生徒のレポート例
生徒のレポート例を紹介します。
構成表では「5名」ということになっていましたが、これは校内の国語科で報告するためのものです。ここでは、3名分を紹介します。
3-1レポート例
「償う」の本当の意味
T生
1 質問の焦点
このレポートでは、「少年の日の思い出」の「僕は罪を償えなかった。」についての質問を解いていく。
2 選んだ質問とその理由
2-1 どんな心境で罪を犯してしまったのか?
理由は、罪を犯したときの心境を捉えたいから。
2-2 なぜ、その行動(「一つずつチョウを指で潰してしまった」)で償えると思ったのか?
「僕は罪を償えなかった」とあるが、具体的になぜチョウをつぶすことが償いになると思ったのか、疑問に思ったから。
2-3 どうして償えないと思ったのか?
「償い」がこの話の中でどう定義されているか、何をもってそう考えたのか、」気になるからである。
3 質問を解く
3-1 どんな心境で罪を犯してしまったのか。
まず、どんな心境で罪を犯したのか、についてだ。
「僕」が犯した罪はエーミールの標本を勝手に持ち出し、潰してしまったことだ。文章から読み取れるように、大きな満足感と逆らい難い欲望を感じていた。その後は自分を取り戻し、恥ずべきことをしたことに気づいたが、最終的に盗みを犯すときの心境は、罪悪感などの負の感情よりも、蝶を見ること、はたまたそれを手に入れることへの喜びの方が多いようにとれる。

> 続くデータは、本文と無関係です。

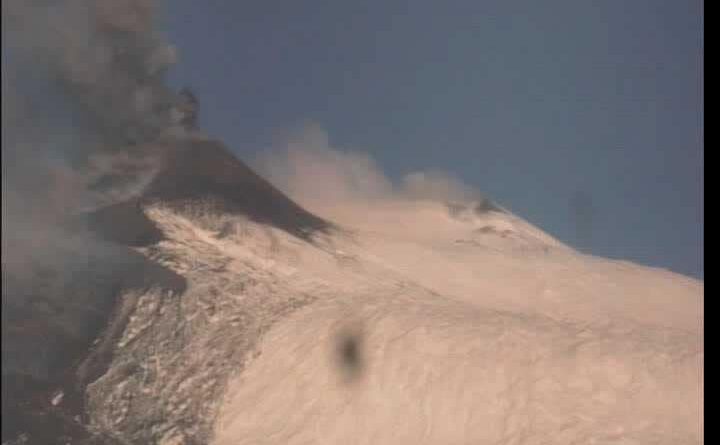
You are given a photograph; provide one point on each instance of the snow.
(390, 331)
(517, 340)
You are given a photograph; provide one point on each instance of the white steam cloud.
(310, 170)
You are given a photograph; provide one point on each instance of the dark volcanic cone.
(63, 311)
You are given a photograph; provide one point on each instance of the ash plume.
(83, 101)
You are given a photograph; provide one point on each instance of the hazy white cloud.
(309, 168)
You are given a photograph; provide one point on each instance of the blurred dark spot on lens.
(349, 353)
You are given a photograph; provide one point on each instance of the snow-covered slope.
(413, 323)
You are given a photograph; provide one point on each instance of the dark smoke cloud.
(83, 97)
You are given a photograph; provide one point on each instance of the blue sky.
(531, 102)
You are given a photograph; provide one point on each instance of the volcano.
(220, 311)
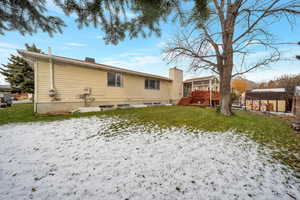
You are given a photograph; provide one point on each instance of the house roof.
(200, 78)
(269, 90)
(5, 87)
(29, 54)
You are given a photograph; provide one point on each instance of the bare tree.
(225, 43)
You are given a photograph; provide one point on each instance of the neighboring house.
(273, 100)
(206, 83)
(5, 88)
(64, 84)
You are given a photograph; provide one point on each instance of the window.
(152, 84)
(114, 79)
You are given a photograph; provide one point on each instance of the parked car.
(5, 100)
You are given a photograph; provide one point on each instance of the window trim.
(116, 74)
(156, 84)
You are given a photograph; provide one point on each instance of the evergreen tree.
(27, 16)
(18, 73)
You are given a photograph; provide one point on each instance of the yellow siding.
(281, 106)
(70, 80)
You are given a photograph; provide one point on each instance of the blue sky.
(138, 54)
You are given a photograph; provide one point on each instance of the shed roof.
(29, 54)
(268, 94)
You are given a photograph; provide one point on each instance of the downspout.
(210, 94)
(35, 95)
(51, 69)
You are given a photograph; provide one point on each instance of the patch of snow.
(88, 109)
(269, 90)
(100, 158)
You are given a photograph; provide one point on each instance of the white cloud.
(74, 44)
(8, 45)
(138, 61)
(161, 44)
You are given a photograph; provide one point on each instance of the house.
(5, 88)
(64, 84)
(273, 100)
(206, 83)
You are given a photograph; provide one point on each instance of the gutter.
(86, 64)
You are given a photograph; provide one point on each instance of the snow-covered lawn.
(97, 158)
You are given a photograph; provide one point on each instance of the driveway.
(107, 158)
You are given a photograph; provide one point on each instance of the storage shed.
(272, 100)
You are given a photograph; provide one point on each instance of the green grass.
(267, 130)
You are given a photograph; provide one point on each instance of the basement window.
(114, 79)
(152, 84)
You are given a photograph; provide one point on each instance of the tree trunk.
(225, 90)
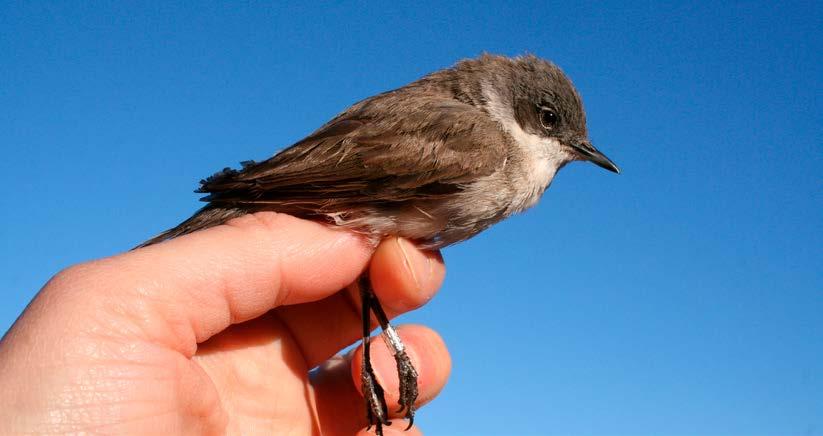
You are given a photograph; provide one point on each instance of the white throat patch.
(543, 156)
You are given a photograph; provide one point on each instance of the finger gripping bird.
(436, 161)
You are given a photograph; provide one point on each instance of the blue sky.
(684, 296)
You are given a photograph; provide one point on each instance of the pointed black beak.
(587, 151)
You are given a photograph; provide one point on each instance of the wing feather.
(360, 157)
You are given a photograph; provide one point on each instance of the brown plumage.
(436, 161)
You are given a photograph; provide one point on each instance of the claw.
(408, 385)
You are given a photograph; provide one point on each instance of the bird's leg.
(405, 370)
(376, 410)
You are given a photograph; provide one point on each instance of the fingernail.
(417, 264)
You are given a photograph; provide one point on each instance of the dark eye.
(548, 118)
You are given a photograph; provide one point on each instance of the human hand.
(215, 332)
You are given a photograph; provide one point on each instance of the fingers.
(340, 406)
(403, 278)
(185, 290)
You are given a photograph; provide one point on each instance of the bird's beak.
(587, 151)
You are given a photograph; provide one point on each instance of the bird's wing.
(426, 151)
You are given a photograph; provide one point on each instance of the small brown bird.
(436, 162)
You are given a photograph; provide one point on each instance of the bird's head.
(537, 104)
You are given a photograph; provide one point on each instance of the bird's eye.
(548, 119)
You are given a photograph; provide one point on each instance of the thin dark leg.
(376, 410)
(405, 370)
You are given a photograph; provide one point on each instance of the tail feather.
(204, 218)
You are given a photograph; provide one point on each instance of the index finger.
(183, 291)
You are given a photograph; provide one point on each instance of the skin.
(215, 332)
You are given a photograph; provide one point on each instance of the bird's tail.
(208, 216)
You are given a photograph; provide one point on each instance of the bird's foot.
(376, 410)
(408, 385)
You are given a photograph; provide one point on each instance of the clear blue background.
(682, 297)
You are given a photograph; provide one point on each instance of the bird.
(435, 161)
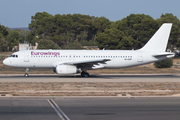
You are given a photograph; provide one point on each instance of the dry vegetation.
(89, 89)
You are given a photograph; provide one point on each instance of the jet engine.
(66, 69)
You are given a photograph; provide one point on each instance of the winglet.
(158, 41)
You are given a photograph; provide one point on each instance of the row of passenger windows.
(14, 56)
(87, 56)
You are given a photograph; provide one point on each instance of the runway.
(90, 108)
(92, 78)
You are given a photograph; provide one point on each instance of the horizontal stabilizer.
(159, 40)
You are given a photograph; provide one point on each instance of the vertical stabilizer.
(158, 41)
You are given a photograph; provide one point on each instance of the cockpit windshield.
(14, 55)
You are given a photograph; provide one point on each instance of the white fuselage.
(52, 58)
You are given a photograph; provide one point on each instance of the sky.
(17, 13)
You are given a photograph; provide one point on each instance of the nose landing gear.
(26, 74)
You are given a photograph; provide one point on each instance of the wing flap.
(88, 63)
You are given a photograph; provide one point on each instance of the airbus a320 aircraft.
(76, 61)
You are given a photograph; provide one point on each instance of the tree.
(164, 63)
(3, 42)
(14, 39)
(47, 44)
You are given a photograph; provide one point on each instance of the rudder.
(159, 40)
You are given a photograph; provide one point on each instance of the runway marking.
(60, 113)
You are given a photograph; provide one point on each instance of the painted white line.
(60, 113)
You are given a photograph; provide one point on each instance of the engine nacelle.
(66, 69)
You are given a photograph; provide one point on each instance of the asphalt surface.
(91, 108)
(92, 78)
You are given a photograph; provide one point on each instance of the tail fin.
(158, 41)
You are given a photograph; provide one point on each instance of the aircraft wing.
(88, 63)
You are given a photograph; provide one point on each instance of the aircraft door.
(140, 57)
(26, 56)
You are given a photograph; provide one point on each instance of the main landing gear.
(84, 74)
(26, 74)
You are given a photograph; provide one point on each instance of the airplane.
(79, 61)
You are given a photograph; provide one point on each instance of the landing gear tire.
(26, 75)
(85, 74)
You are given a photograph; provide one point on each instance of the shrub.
(164, 63)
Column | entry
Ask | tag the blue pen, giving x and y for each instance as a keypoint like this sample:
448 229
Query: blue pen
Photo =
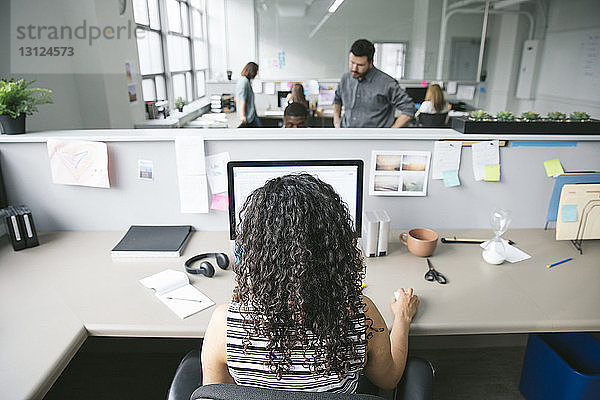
559 262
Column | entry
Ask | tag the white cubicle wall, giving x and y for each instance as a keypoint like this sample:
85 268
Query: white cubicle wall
524 187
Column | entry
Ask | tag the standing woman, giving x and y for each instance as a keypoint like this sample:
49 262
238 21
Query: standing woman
245 97
434 101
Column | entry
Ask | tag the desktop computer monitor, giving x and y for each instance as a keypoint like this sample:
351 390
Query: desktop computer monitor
417 94
326 97
281 96
346 177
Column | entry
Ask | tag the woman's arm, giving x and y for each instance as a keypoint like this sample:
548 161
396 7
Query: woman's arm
214 349
386 354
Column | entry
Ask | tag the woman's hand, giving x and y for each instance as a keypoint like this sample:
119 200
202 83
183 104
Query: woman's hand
406 304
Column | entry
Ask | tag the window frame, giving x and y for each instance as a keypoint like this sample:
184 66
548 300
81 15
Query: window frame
378 55
195 92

つまり、「僕」は、罪を犯したとき、自分の欲望が満たされることへの喜びしか感じていなかったのではないかと分かる。人間の欲深さを伝えているようにも取れるシーンである。
3-2 なぜ、自分の蝶を潰すことで償いになると思ったのか。
次に、2の疑問を解き明かしていく。
文章中から取れる償いのシーンは、最後に「僕」が蝶の標本を指で押し潰すシーンだと、私は捉えた。
しかし、ここで疑問が生まれる。それが、「なぜ、それで償えると思ったのか」という疑問だ。
蝶を潰すことは今までの努力を踏みにじること、それはエーミールも同じだ。
しかし、それが罪の償いになり得るのだろうか?
「償う」とは、相手に与えた損害を金銭や労働で返すこと、と国語辞典に記されている。
「僕」の中では、どのようなことが「償い」にあたるのか? はたまた違うことで償おうとしたのか?
私の見解はこうだ。
一つ目は、自分も同じ苦しみを受けようとして蝶を潰した。
二つ目は、今までの思い出を忘れて、この活動から手を引こうとして蝶を潰した。
この二つが有力ではないかと考える。
どちらも子どもには辛いことだ。しかし、それほどの覚悟があるために、できたことだろう。
「僕」はどこかで、蝶への思いや感情を消し去ることが、せめてもの「償い」であると感じたのだろう。よって、「僕」の中の「償い」は蝶を潰したことであると、私は捉えた。
3-3 どうして償えないと思ったのか?
さて、これで二つの問は解くことができた。最後に本題の3に入ろう。
「どうして償えないと思ったのか?」それが私にとって一番の疑問である。
物語は、蝶を潰しているところで終わってしまった。のちの展開は、自分で想像するしかない。私だったら泣き叫んでしまうかもしれない。だってそれほど罪を自覚しているから。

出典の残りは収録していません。